- Connolly in 2022
- Citizenship: Ireland
- Education: Trinity College Dublin
- Occupations: Journalist, Author
- Employers: Sunday Business Post; Ireland on Sunday; Village Magazine; Irish Mail on Sunday; Centre for Public Inquiry; SIPTU;

= Frank Connolly =

Frank Connolly is an Irish journalist, author, and former head of communications with the trade union SIPTU.

Connolly grew up in Dublin and attended Trinity College Dublin. He previously worked for the Sunday Business Post, Ireland on Sunday, Village Magazine and Irish Mail on Sunday.

His investigations for the Sunday Business Post led to the establishment of two judicial tribunals into political and police corruption in Ireland, the Flood/Mahon Tribunal into planning and payments to politicians in Dublin (1997) and the Morris Tribunal (2202)into police corruption in Donegal.

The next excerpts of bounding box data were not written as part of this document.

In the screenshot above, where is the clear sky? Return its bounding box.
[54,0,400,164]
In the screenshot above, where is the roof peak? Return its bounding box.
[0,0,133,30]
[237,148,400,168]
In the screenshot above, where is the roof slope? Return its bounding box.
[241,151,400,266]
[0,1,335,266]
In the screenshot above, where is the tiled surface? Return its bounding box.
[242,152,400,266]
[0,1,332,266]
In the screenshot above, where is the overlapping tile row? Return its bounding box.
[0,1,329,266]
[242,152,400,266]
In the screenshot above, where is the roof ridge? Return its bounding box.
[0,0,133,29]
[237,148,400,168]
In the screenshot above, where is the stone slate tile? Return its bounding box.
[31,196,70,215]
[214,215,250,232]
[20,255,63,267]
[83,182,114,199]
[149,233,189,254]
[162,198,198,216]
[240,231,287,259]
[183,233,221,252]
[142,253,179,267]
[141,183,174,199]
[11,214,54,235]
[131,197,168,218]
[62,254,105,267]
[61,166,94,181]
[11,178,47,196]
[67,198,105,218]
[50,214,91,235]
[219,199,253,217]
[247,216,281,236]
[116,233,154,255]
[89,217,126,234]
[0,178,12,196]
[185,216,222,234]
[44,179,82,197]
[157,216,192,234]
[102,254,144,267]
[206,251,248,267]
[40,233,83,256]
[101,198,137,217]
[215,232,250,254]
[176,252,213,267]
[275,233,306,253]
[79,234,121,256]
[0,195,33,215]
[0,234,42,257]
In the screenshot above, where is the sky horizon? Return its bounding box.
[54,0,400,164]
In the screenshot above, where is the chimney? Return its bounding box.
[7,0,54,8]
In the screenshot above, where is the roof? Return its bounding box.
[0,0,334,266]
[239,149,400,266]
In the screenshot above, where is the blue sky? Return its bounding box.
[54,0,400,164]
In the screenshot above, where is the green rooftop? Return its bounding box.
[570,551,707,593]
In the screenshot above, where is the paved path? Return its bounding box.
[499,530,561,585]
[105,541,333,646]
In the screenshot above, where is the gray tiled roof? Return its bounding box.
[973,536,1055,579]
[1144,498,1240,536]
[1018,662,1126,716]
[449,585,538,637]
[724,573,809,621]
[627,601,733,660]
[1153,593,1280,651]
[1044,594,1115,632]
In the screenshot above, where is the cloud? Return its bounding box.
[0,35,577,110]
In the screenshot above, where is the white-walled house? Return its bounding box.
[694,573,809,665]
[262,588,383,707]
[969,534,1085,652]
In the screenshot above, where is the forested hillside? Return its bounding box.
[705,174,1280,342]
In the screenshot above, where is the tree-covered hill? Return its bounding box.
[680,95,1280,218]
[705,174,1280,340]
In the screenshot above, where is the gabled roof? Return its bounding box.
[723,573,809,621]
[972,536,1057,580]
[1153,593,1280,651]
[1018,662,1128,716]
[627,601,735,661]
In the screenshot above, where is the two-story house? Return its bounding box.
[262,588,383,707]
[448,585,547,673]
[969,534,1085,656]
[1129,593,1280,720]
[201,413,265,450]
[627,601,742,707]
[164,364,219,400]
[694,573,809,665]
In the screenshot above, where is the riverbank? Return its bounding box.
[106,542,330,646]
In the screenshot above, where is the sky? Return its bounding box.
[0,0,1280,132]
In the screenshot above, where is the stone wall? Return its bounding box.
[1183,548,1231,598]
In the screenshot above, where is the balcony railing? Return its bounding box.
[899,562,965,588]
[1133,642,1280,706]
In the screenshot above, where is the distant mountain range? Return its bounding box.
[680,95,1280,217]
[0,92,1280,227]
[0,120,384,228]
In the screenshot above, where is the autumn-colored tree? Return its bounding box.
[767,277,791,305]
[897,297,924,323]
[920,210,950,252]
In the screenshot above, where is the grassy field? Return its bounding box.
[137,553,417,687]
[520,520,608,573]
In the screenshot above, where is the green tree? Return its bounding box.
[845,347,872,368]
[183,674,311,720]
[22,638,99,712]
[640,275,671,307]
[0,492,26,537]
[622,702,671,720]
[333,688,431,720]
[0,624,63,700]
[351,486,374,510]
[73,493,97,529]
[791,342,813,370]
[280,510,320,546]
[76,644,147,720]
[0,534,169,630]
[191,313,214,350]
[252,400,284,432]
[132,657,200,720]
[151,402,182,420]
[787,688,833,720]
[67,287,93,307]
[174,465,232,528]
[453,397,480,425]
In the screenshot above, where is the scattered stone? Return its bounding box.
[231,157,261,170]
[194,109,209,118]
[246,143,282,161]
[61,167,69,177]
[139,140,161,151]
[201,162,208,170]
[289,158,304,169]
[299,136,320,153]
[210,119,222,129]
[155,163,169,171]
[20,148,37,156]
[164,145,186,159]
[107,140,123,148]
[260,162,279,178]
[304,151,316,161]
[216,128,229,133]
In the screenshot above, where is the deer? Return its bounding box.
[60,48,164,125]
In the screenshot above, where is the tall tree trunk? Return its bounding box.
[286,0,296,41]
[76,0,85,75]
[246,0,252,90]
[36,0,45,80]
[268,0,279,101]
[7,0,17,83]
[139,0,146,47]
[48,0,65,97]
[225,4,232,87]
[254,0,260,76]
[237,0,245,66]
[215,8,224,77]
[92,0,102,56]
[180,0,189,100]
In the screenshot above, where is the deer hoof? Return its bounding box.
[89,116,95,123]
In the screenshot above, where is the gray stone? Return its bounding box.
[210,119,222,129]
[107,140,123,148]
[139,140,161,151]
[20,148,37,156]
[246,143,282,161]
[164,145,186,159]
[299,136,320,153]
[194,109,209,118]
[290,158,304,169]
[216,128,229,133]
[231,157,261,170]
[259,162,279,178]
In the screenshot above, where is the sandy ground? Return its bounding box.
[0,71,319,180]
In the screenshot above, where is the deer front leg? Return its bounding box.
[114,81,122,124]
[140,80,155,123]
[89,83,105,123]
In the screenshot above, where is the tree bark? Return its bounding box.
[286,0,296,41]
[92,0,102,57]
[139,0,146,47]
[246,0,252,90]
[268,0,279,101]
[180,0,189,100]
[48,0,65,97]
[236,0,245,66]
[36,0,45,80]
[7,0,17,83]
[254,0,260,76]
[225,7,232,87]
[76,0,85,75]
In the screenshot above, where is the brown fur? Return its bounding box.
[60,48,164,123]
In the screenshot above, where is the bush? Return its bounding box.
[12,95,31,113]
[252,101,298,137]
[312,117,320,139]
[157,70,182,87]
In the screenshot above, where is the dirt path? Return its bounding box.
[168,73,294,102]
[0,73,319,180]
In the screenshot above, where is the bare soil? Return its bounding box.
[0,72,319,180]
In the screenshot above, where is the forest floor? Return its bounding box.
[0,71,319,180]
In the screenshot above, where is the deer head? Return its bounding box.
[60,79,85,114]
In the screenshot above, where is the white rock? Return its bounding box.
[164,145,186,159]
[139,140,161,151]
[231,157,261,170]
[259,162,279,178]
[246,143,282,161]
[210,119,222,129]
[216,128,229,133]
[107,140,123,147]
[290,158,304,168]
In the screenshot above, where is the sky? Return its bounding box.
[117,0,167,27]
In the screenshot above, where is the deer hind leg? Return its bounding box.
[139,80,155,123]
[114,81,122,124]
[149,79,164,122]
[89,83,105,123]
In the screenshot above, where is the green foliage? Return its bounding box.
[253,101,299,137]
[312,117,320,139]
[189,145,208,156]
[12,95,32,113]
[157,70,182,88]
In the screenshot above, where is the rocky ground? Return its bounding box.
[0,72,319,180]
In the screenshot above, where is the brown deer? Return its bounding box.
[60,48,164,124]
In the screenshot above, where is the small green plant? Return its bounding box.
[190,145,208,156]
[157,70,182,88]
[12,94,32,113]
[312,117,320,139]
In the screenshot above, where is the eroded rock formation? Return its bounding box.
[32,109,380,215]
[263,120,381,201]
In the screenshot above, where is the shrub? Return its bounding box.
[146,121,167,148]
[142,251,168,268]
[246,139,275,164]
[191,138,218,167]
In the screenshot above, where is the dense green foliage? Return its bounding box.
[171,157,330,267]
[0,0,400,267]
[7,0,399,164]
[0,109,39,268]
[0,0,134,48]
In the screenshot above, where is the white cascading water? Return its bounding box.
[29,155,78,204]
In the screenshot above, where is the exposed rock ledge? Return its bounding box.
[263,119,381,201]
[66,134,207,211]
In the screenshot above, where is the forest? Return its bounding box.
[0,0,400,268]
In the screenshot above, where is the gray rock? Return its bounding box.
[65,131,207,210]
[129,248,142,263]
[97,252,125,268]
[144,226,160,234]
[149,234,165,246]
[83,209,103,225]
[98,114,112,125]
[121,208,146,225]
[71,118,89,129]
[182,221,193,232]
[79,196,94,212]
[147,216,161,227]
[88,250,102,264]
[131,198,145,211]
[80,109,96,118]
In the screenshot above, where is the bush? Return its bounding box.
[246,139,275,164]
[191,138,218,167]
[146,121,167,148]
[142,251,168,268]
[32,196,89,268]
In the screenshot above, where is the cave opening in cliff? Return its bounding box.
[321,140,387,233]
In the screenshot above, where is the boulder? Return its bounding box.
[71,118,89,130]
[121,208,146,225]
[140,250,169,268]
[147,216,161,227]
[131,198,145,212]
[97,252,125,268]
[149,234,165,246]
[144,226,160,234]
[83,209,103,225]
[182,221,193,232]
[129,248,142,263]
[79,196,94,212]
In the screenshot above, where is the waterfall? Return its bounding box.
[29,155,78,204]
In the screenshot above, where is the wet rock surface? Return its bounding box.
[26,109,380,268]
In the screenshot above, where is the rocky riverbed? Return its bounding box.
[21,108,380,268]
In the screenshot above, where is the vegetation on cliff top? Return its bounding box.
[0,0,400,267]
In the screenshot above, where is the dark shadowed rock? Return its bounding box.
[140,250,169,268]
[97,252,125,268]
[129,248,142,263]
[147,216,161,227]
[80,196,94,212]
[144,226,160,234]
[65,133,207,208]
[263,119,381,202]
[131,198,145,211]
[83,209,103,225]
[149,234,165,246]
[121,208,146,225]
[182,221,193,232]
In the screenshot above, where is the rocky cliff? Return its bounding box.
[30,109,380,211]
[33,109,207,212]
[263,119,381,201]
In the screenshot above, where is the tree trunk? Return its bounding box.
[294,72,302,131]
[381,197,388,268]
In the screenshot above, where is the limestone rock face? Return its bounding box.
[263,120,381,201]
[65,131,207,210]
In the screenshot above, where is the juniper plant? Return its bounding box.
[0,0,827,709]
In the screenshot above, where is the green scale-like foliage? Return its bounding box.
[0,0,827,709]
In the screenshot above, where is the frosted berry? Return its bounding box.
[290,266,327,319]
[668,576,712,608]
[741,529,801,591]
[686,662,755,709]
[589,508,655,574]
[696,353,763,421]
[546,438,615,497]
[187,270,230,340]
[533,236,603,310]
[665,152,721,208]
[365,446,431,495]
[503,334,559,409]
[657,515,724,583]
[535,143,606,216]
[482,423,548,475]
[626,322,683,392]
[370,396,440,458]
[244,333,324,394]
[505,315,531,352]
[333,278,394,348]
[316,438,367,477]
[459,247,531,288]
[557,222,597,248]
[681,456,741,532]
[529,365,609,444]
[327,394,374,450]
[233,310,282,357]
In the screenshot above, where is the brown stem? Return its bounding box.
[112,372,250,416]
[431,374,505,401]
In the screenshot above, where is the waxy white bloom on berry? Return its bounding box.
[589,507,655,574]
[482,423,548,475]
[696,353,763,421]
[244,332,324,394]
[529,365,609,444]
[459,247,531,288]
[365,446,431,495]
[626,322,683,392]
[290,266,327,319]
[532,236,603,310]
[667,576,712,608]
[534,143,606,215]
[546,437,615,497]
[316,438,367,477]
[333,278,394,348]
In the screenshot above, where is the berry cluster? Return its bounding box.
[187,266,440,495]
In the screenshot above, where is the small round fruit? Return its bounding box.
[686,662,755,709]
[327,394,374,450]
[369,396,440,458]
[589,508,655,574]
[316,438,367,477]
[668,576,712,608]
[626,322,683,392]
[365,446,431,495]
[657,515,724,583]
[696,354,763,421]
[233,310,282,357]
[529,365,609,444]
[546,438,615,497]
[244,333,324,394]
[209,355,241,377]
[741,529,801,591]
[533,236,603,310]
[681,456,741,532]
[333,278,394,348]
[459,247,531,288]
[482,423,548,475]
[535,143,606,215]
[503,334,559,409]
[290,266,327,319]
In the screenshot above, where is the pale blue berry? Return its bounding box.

Connolly has published a number of non-fiction books including 'Tom Gilmartin - the Man who brought down a Taoiseach' (Gill & Macmillan, 2014), 'NAMA-Land' (Gill Books, 2017) and 'United Nation - the Case for Integrating Ireland' (Gill Books, 2022). He has also published a novel, 'A Conspiracy of Lies' (Mercier, 2019), which was also released as an audio-book, narrated by actor, Stephen Rea, in May 2024.

He was accused under Dáil Éireann privilege by Justice Minister Michael McDowell of traveling to Colombia using a false passport with his brother Niall and IRA Chief Padraig Wilson. He denied the allegation and was not charged with any offence.

Connolly was an executive director in 2005 of the short-lived Centre for Public Inquiry (funded by Chuck Feeney's, Atlantic Philanthropies), which closed following controversy over his alleged trip to Colombia.

In 2009, he became the head of communications for the trade union SIPTU. Connolly retired from SIPTU in February 2024.